Morgan Stanley Interview Question
Software Engineer / DevelopersPlease tell, why time will be O(1)? If one applies hash function to each word, it`ll be O(n*1) = O(n), won`t it?
you are ignoring the word "amortized",
amortized O(1) means average running time per operation over a worst-case sequence of operations is constant.
@blueskin.neo,
suppose I want to print both the word and their count. In that case how would u do that. Can you please write the algorithm for that?
hey hamepal, here you go
/* Algorithm to count words in a file. Please dont reply opinions on the code, comments on complexity analysis is appreciated
For each word check if the word exists in the hash, if it doesnt then insert the word with a count 1
if it does then increment the value
For each word in the hashmap, print word and its count
Complexity: Linear insertion and space
NOTE:The code only compiles with newer C++ use the switch -std=c++0x in your Makefile*/
#include <iostream>
#include <vector>
#include <unordered_map>
typedef std::unordered_map<std::string, int> MyHashMap;
void printMyHashMap(MyHashMap::const_iterator itr,MyHashMap::const_iterator enditr){
while(itr!=enditr){
std::cout<<(*itr).first<<" : "<<(*itr).second<<std::endl;
++itr;
}
}
int main(){
MyHashMap wordsMap; //declare unordered map
//vector of strings
std::vector<std::string> strings {"count","words","in","a","file",
"and","print","words","with","their","count",
".","more","words","file"};
int len = strings.size();
std::vector<std::string>::const_iterator wordsItr;
wordsItr = strings.begin();
MyHashMap::iterator mapItr = wordsMap.begin();
for ( wordsItr=strings.begin(); wordsItr!=strings.end(); wordsItr++ ){
mapItr = wordsMap.find(*wordsItr);
if(mapItr==wordsMap.end()){ //if word not found then
wordsMap.insert(MyHashMap::value_type(*wordsItr, 1));
}else{
(*mapItr).second = ++(*mapItr).second; }
}
std::cout<<"words and their count :"<<std::endl;
printMyHashMap(wordsMap.begin(),wordsMap.end());
return (0);
}
#include <iostream>
#include <algorithm>
#include <vector>
#include <fstream>
#include <map>
#include <iterator>
using namespace std;
int main() {
string str;
ifstream in("input.txt");
map<string, int> m;
if (in.is_open()) {
while(in >> str) {
m[str]++;
}
}
for(map<string, int>::iterator it = m.begin(); it != m.end(); it++) {
cout << (*it).first <<"\t" << (*it).second << endl;
}
}
input.txt
abc abc abc abc abc abc abc abcdef abc abcd
abc abc abc abc abc abc abc abcdef abc abcd
abc abc abc abc abc abc abc abcdef abc abcd
abc abc abc abc abc abc abc abcdef abc abcd
count words in a file and print words with their count more words file
output
ajay@ubuntu:~/workspace$ ./a.out
a 1
abc 32
abcd 4
abcdef 4
and 1
count 2
file 2
in 1
more 1
print 1
their 1
with 1
words 3
Internally, the elements in the map are sorted from lower to higher key value following a specific strict weak ordering criterion set on construction. Assuming red-black trees. the complexity would be O(n*logn). try Hashmap, thanks
RB-trees have insertion item/searching item complexity O(lgn), not O(nlogn). Read Cormen & Co.

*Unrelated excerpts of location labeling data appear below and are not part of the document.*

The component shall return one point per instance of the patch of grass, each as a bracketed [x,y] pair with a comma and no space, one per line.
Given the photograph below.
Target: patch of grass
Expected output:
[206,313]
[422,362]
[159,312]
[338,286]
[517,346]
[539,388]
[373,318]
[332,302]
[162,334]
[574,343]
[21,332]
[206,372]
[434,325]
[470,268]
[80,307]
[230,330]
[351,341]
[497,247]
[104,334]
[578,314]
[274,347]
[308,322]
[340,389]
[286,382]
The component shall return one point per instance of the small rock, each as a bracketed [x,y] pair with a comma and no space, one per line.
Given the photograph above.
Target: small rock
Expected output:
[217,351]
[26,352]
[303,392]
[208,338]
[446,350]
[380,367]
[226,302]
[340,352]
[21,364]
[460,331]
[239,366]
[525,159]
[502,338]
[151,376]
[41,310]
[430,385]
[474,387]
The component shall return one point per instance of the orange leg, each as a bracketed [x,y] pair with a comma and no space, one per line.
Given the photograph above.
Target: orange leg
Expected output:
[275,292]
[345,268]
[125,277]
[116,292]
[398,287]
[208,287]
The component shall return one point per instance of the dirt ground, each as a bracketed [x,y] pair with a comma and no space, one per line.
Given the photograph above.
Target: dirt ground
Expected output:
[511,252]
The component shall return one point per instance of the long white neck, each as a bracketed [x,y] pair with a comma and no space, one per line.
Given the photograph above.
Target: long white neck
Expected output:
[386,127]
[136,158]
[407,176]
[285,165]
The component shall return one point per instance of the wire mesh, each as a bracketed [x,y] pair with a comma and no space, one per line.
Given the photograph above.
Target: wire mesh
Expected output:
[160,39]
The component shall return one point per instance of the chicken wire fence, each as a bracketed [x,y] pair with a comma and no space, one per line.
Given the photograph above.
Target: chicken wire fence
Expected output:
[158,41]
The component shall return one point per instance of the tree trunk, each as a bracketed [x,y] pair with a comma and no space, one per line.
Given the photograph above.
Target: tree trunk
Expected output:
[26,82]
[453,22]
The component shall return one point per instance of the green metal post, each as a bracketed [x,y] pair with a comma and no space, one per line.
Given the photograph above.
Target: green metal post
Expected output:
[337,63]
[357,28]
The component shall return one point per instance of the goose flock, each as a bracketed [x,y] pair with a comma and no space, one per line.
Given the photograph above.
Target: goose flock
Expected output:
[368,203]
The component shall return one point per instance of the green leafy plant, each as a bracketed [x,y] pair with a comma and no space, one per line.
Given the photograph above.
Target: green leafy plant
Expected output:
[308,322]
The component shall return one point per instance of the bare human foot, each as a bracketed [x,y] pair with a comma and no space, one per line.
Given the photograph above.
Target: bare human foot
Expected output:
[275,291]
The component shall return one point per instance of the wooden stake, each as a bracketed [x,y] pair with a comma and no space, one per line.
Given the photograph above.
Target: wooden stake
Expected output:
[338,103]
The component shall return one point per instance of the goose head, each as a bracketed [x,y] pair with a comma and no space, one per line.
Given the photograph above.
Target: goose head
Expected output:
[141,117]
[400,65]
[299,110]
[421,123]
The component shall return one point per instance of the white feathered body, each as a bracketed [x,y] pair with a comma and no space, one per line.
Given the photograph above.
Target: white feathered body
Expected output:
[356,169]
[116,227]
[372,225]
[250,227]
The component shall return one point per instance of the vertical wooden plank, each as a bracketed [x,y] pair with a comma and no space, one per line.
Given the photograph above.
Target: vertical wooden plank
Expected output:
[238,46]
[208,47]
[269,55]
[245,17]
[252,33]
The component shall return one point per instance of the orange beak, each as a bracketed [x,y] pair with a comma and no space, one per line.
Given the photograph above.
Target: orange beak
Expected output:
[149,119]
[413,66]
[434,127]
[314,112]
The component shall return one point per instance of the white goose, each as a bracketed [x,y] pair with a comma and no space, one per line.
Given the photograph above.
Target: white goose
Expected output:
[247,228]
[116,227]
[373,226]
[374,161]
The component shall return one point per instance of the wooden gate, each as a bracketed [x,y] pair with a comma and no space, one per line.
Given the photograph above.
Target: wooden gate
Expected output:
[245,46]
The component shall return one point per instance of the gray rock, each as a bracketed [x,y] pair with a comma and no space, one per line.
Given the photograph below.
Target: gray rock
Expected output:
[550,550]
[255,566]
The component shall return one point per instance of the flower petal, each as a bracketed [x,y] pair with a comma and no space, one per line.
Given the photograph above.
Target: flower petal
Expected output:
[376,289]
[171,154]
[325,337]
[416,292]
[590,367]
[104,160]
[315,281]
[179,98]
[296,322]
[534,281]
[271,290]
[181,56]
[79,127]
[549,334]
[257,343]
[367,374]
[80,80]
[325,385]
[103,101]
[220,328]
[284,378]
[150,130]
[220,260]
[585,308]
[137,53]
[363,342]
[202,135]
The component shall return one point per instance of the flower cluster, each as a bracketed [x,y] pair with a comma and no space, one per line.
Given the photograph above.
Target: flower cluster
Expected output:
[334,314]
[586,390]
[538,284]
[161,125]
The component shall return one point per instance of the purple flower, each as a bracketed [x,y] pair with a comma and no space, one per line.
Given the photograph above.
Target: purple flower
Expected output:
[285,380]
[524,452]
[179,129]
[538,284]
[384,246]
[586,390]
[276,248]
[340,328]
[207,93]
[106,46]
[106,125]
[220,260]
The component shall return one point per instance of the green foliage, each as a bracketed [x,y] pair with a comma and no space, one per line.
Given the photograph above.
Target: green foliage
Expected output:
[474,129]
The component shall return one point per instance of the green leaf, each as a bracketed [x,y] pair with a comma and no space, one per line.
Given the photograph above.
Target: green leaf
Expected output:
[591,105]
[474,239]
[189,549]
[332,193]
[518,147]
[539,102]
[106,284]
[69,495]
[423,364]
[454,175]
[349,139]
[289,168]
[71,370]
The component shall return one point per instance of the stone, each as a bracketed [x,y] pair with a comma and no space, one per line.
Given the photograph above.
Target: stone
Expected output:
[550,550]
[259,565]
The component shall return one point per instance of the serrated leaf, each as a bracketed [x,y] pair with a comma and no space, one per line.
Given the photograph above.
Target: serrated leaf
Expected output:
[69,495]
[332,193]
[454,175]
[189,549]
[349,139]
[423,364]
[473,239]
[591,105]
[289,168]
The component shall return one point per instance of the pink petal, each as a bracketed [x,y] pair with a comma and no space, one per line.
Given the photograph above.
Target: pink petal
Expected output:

Insertion of an element is O(logn) --> for n elements O(nlogn)
Now, we want to traverse all elements, retrieval of each element could be O(n) or O(nlogn) depending on the container used.
But for a hashmap, we have functions that give you O(n) insertion for n elements and O(n) for traversal of n elements. which one would you choose?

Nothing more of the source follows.